Ustad misses date with Kol event slated for day he passed away

Ustad misses date with Kol event slated for day he passed away

Ustad misses date with Kol event slated for day he passed away

Kolkata: Except during the pandemic, every winter Ustad Zakir Hussain graced the Swara Samrat Festival (SSF) in Kolkata since 2013. This year, he was supposed to perform at SSF in Kolkata the day he passed away in San Francisco in the US.
Hussain’s first Kolkata concert was in 1963. Impressed by the accompaniment of the 12-year-old Hussain at Mahajati Sadan, Ustad Ali Akbar Khan gave him Rs 100. All his life, Hussain treasured that currency. Sixty-one years later, he was slated to accompany Khan’s disciple, Pt Tejendra Narayan Majumdar, on SSF’s third day. On Nov 9, Hussain’s secretary informed Majumdar that the maestro was “over-exhausted” and was prescribed a “long period of rest”. The festival was truncated to two days with hopes of a Feb date post-recovery.
“Besides his solo performances and fusion ensembles, he accompanied Pt Shivkumar Sharma, Rakesh Chaurasia, and Niladri Kumar at SSF. I initially performed with him in 1989. At SSF, he played with me twice.

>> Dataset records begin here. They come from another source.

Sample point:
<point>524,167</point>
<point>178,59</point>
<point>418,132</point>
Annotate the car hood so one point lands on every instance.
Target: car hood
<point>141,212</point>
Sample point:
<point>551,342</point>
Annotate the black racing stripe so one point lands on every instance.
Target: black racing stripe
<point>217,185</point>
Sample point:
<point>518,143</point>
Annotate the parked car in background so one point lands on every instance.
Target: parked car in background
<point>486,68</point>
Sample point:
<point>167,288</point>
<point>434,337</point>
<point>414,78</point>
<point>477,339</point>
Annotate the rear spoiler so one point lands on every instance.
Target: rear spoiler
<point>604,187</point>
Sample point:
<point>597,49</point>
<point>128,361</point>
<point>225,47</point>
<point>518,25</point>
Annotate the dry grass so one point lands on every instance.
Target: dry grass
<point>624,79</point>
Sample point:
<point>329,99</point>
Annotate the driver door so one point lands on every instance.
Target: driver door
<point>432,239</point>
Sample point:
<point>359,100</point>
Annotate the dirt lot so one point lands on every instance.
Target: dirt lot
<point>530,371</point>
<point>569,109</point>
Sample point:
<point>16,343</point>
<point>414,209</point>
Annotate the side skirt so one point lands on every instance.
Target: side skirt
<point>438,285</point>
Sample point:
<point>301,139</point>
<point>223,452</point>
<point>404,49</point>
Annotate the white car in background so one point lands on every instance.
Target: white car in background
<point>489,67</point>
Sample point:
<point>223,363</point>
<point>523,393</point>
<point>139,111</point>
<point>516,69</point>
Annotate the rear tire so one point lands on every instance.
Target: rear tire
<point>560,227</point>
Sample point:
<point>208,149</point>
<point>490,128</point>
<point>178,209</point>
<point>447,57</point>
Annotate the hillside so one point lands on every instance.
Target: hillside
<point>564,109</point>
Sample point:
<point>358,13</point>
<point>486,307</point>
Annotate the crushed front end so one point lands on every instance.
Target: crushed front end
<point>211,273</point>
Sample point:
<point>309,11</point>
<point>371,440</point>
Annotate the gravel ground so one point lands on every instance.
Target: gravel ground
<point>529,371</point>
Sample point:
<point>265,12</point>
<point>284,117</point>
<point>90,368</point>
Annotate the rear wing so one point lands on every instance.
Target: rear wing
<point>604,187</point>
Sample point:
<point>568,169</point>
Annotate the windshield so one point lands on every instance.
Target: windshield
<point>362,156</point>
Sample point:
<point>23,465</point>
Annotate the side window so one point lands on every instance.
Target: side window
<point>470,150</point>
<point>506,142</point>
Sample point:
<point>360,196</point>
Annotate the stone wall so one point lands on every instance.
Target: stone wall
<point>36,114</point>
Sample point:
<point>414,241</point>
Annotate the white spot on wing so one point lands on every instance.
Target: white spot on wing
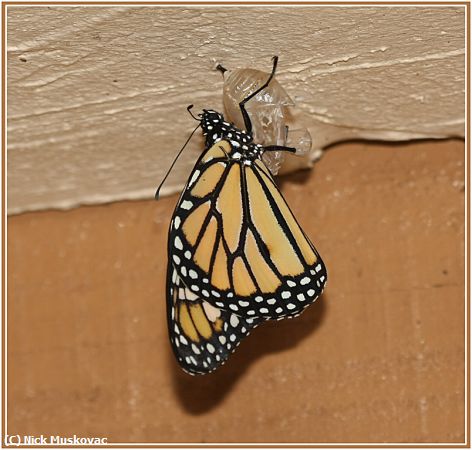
<point>233,320</point>
<point>194,177</point>
<point>178,243</point>
<point>211,312</point>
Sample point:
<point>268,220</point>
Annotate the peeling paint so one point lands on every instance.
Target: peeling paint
<point>97,95</point>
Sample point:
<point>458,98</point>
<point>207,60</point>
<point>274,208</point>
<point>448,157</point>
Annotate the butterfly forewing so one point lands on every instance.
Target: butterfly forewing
<point>235,243</point>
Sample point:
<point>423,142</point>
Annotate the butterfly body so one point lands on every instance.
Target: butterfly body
<point>237,255</point>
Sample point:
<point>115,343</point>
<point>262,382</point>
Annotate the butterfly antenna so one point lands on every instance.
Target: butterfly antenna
<point>189,107</point>
<point>247,120</point>
<point>176,158</point>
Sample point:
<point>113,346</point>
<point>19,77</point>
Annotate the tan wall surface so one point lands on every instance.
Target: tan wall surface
<point>379,358</point>
<point>97,95</point>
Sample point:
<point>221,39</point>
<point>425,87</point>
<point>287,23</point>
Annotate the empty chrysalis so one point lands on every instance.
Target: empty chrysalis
<point>269,111</point>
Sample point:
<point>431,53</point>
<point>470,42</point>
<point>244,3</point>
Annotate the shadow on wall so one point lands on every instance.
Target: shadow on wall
<point>200,394</point>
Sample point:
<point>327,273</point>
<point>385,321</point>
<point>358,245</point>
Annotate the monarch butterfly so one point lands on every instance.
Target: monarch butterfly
<point>236,254</point>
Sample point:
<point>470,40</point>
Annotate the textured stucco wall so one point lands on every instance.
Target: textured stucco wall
<point>97,95</point>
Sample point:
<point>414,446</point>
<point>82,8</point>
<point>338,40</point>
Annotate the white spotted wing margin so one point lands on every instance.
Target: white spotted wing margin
<point>202,336</point>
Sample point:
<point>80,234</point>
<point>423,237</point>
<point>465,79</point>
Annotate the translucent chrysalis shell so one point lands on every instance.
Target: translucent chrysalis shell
<point>268,111</point>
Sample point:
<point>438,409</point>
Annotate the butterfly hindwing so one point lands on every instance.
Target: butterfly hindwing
<point>201,335</point>
<point>236,244</point>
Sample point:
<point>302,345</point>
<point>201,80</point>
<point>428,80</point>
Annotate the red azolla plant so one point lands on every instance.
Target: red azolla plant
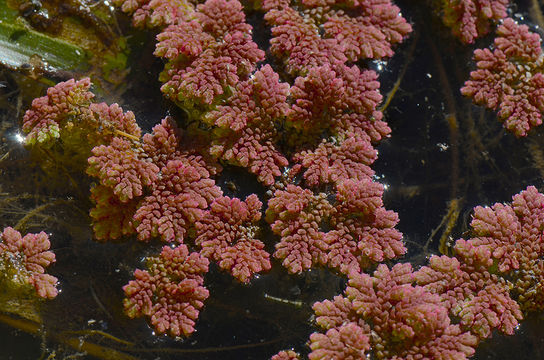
<point>509,78</point>
<point>510,237</point>
<point>161,186</point>
<point>155,13</point>
<point>176,202</point>
<point>50,114</point>
<point>23,260</point>
<point>385,315</point>
<point>470,19</point>
<point>226,234</point>
<point>219,53</point>
<point>170,292</point>
<point>348,234</point>
<point>246,126</point>
<point>351,31</point>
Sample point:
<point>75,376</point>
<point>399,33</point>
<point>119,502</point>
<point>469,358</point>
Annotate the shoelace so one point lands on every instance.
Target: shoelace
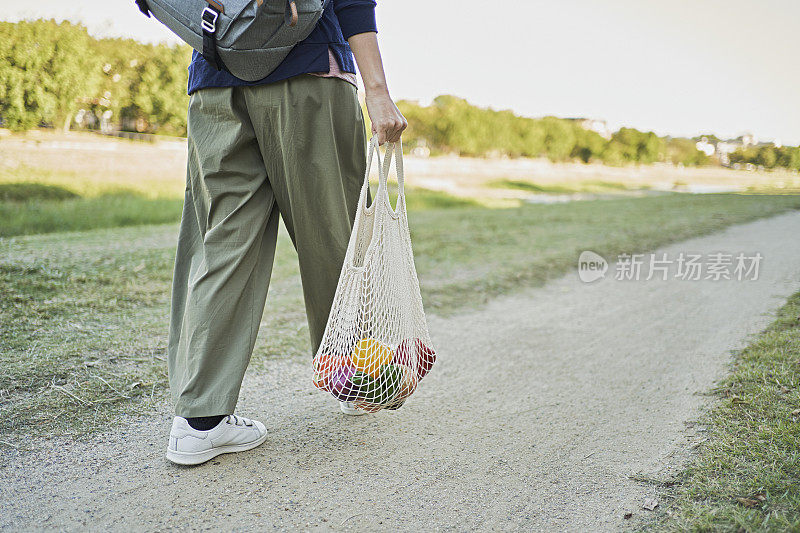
<point>235,420</point>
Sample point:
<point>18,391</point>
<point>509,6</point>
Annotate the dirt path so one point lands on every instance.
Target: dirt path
<point>541,407</point>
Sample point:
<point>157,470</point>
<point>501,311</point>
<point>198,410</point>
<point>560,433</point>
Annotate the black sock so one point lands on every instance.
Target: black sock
<point>204,423</point>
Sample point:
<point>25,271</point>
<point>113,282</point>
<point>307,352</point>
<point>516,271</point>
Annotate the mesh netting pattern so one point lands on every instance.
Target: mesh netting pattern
<point>376,346</point>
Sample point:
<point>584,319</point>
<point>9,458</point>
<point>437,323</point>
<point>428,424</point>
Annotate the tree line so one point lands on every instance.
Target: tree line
<point>49,71</point>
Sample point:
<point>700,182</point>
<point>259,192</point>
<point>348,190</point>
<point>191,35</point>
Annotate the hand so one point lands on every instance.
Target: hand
<point>388,122</point>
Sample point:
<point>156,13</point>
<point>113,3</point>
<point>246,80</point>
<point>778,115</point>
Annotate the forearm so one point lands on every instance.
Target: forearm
<point>368,57</point>
<point>388,122</point>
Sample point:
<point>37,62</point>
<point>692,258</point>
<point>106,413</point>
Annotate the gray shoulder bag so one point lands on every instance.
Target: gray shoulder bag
<point>248,38</point>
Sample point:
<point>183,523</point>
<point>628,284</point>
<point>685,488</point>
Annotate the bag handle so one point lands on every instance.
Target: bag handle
<point>396,150</point>
<point>392,149</point>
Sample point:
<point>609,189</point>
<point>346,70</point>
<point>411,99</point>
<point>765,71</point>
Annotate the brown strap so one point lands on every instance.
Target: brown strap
<point>216,5</point>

It is such an irony that we lost him on the day our third SSF concert was scheduled,” Majumdar articulated.
Just a week before leaving for India on Nov 27, tabla maestro Pt Swapan Chaudhuri spoke to Hussain over the phone. “By then, he ceased communicating with everyone. We discussed his health concerns and his fatigue. I mentioned that at our age, we need to slow down,” the Padma Shri tabla player recalled.

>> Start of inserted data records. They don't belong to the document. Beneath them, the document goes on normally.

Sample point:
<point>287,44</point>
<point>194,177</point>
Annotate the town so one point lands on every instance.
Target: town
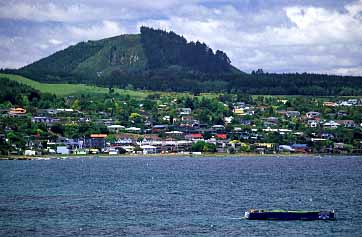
<point>162,123</point>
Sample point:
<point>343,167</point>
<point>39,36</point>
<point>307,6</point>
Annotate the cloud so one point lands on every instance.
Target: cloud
<point>278,36</point>
<point>94,32</point>
<point>296,38</point>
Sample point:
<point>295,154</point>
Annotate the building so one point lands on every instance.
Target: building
<point>331,124</point>
<point>97,141</point>
<point>115,128</point>
<point>17,112</point>
<point>313,114</point>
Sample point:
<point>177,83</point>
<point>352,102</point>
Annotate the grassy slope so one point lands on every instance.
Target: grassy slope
<point>70,89</point>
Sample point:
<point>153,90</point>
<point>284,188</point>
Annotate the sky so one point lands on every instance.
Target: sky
<point>318,36</point>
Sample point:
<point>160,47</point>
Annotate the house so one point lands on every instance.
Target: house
<point>177,134</point>
<point>342,113</point>
<point>353,101</point>
<point>97,141</point>
<point>221,136</point>
<point>312,123</point>
<point>303,148</point>
<point>347,123</point>
<point>292,114</point>
<point>331,124</point>
<point>46,120</point>
<point>148,149</point>
<point>286,148</point>
<point>184,111</point>
<point>194,136</point>
<point>133,130</point>
<point>329,104</point>
<point>239,111</point>
<point>115,128</point>
<point>63,150</point>
<point>17,112</point>
<point>313,114</point>
<point>328,136</point>
<point>159,128</point>
<point>218,127</point>
<point>228,120</point>
<point>30,153</point>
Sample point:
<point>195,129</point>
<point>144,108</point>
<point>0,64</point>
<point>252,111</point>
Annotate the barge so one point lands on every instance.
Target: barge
<point>260,214</point>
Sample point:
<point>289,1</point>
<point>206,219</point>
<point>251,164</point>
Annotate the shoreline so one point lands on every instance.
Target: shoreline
<point>171,155</point>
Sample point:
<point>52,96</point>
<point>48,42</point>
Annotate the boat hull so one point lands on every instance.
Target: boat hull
<point>290,215</point>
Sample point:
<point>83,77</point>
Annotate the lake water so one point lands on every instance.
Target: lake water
<point>177,196</point>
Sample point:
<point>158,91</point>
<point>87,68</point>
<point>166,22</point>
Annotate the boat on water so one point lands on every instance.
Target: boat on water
<point>261,214</point>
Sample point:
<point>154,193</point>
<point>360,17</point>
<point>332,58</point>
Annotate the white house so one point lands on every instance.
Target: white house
<point>148,149</point>
<point>313,114</point>
<point>115,128</point>
<point>63,150</point>
<point>331,124</point>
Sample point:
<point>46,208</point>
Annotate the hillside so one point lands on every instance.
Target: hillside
<point>68,89</point>
<point>124,56</point>
<point>157,60</point>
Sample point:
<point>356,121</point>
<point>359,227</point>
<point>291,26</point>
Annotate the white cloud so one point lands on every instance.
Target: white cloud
<point>284,38</point>
<point>55,41</point>
<point>96,31</point>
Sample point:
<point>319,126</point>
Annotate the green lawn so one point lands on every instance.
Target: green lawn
<point>77,89</point>
<point>71,89</point>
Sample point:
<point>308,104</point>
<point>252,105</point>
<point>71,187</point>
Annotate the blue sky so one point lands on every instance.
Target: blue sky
<point>277,35</point>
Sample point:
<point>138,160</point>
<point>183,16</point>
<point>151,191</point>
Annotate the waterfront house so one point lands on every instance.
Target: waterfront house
<point>347,123</point>
<point>302,148</point>
<point>15,112</point>
<point>313,114</point>
<point>148,149</point>
<point>331,124</point>
<point>47,120</point>
<point>292,114</point>
<point>312,123</point>
<point>63,150</point>
<point>184,111</point>
<point>97,141</point>
<point>133,130</point>
<point>115,128</point>
<point>194,136</point>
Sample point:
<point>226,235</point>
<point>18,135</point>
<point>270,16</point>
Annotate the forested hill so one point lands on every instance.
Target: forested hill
<point>164,49</point>
<point>164,61</point>
<point>150,52</point>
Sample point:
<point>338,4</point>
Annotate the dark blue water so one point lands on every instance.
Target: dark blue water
<point>177,196</point>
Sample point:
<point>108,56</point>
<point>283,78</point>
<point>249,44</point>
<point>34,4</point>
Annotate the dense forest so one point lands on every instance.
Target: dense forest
<point>13,93</point>
<point>164,61</point>
<point>164,49</point>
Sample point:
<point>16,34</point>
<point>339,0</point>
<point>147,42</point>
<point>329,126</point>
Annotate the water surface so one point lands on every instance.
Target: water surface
<point>177,196</point>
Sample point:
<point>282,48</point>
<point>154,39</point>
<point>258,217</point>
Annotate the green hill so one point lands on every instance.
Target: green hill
<point>157,60</point>
<point>123,59</point>
<point>69,89</point>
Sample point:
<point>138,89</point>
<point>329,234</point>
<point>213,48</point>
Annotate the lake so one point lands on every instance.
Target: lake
<point>177,196</point>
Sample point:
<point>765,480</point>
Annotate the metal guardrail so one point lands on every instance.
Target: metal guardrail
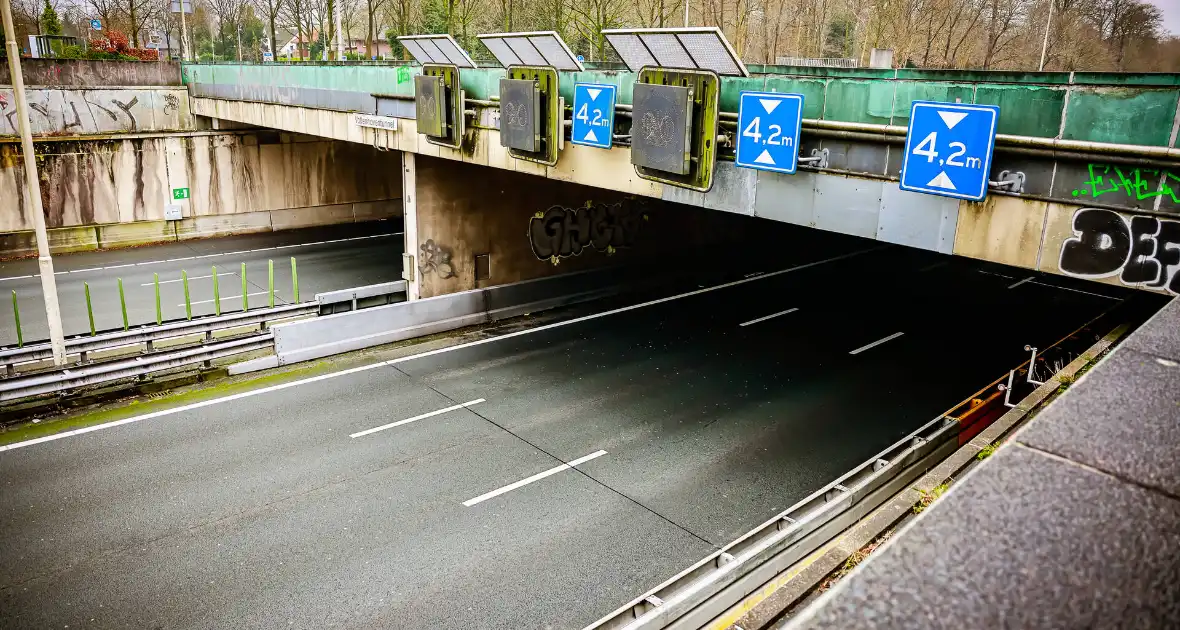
<point>708,588</point>
<point>130,367</point>
<point>82,346</point>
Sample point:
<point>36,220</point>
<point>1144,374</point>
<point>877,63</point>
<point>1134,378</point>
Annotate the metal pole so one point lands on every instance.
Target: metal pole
<point>340,35</point>
<point>184,34</point>
<point>33,191</point>
<point>1044,46</point>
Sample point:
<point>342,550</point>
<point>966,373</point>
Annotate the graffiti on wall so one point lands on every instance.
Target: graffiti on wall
<point>562,231</point>
<point>436,258</point>
<point>1140,250</point>
<point>1107,179</point>
<point>93,111</point>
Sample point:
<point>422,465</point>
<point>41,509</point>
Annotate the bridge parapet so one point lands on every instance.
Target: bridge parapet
<point>1099,194</point>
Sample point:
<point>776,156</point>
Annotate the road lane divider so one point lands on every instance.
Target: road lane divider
<point>771,316</point>
<point>878,342</point>
<point>528,480</point>
<point>417,418</point>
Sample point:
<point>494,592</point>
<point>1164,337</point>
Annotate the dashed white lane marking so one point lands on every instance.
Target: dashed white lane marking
<point>417,418</point>
<point>1075,290</point>
<point>238,253</point>
<point>537,477</point>
<point>228,299</point>
<point>420,355</point>
<point>190,277</point>
<point>878,342</point>
<point>769,316</point>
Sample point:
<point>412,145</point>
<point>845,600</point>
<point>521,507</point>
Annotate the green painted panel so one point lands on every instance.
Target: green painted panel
<point>1023,110</point>
<point>811,89</point>
<point>983,76</point>
<point>910,91</point>
<point>733,86</point>
<point>859,102</point>
<point>1119,115</point>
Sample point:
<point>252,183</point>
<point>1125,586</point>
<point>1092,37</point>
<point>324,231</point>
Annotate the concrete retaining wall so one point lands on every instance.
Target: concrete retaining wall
<point>238,182</point>
<point>93,73</point>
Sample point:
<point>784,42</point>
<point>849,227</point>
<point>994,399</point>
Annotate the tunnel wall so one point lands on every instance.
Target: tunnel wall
<point>530,227</point>
<point>112,192</point>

Chaudhuri got the news of Hussain being critical just before going to accompany Ustad Amjad Ali Khan at Nazrul Manch on Sunday. “Zakir’s face flashed every time I shut my eyes while playing. I have known Zakir since the 1970s. He addressed me as Dadabhai. In America, we live just two miles apart. He loved my cooking and if I prepared something, I would send Zakir was trustworthy, genuine, and spent a lot of time with his students. People attempted to emulate him. Profundity. It was painful for me to perform on Sunday,” Chaudhuri expressed. On Monday, Ustad Amjad Ali Khan posted on social media that Hussain’s contribution towards tabla and Indian classical music. globally is “truly phenomenal”.

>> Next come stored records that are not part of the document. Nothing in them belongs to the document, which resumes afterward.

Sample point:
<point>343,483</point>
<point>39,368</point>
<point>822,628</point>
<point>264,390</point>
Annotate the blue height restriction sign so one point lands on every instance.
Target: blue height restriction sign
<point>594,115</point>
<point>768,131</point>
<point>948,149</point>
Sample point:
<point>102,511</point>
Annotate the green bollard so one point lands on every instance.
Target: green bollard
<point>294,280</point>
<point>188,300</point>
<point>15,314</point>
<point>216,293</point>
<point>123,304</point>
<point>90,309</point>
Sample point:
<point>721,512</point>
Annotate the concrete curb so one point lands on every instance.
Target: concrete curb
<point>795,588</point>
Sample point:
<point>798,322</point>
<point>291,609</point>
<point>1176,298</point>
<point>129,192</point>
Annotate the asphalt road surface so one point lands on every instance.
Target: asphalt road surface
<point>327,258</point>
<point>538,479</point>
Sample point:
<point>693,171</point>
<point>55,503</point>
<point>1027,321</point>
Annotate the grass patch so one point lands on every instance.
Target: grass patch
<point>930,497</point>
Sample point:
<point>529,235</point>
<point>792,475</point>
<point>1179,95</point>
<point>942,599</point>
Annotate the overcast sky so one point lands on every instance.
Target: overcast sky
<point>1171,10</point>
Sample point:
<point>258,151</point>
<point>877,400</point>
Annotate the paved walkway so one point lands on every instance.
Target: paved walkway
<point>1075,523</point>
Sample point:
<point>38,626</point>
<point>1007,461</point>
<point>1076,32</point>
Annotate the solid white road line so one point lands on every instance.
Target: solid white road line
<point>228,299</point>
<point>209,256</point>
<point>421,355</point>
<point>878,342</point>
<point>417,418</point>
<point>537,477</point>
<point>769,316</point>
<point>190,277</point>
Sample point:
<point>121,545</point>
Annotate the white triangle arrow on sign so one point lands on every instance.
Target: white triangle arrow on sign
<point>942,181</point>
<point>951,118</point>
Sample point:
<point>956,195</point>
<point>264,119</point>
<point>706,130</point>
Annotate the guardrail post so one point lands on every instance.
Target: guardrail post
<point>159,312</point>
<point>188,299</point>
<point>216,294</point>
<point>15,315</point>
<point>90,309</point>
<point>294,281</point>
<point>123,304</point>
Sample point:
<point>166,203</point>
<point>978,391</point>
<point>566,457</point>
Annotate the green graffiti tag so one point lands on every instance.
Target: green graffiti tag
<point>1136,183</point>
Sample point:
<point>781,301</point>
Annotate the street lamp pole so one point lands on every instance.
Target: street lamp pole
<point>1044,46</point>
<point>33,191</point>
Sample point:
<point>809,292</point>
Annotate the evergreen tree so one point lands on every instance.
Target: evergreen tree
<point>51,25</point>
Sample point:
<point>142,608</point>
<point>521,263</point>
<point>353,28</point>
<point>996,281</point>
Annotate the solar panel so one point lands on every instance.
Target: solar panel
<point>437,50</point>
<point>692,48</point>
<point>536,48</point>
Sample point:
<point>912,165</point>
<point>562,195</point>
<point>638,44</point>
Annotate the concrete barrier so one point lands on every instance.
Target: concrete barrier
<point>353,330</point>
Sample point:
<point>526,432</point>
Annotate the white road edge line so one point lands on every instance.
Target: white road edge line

The reverence Hussain bestowed upon senior musicians like Chaudhuri was noticeable. “I marveled at his versatility to adapt, embrace diverse cultures, and perform with equal finesse alongside a Brazilian percussionist or a Carnatic mridangam virtuoso. His legendary charisma was enhanced by the depth of his artistic substance. I have never witnessed him diminish any performer’s stature. on stage,” Pt Bickram Ghosh said. Majumdar noted that Hussain’s solo performances possessed the “richness” of classical music, “precision” of his talim, and remained “very communicative” with the audience. “While accompanying, he perceived the concert in totality and hypnotized all from the first beat he played when the ‘gat’ commenced,” Majumdar stated.
Ghosh emphasized that Hussain made revolutionary transformations in sound production utilizing conventional instruments and technology. “There was a subtlety of interpretation and execution yet with the projection that allowed the audience to connect with his music. That is a virtually impossible accomplishment,” Ghosh observed.
Music director Prabuddha Banerjee described him as a “consummate musician, not merely an Eastern classical instrumentalist virtuoso”. “He was a brilliant music producer who understood the frequencies, tonalities, and nuances of the instruments. He generated tones giving space to each instrument and yet leaving his own mark as a rhythm player,” said Banerjee, who first heard Hussain at a Shakti show in Jan 1983 at Kolkata’s ITF Pavilion. “He was creating sounds on the tabla, rhythm patterns, and fractions I never heard before. At the crescendo, I was amazed when he suddenly took L Shankar’s double violin and performed bass notes on the lower strings. As a film music director in ‘ ‘Saaz’, he scored peppy numbers without resorting only to classical music and blended them with the language of films,” Banerjee said.
Those without formal music training, who loved his music as much as his hair flowing in slow motion in a tea commercial, are sad too. Anumita Dutta Roy, who was awaiting Hussain’s concert, said, “Last year, his performance at Nazrul Manch was electrifying. I remember he wittily remarked he would be delighted to return if invited in 2024 too. Besides his music, I was captivated by his flamboyance and charismatic persona.”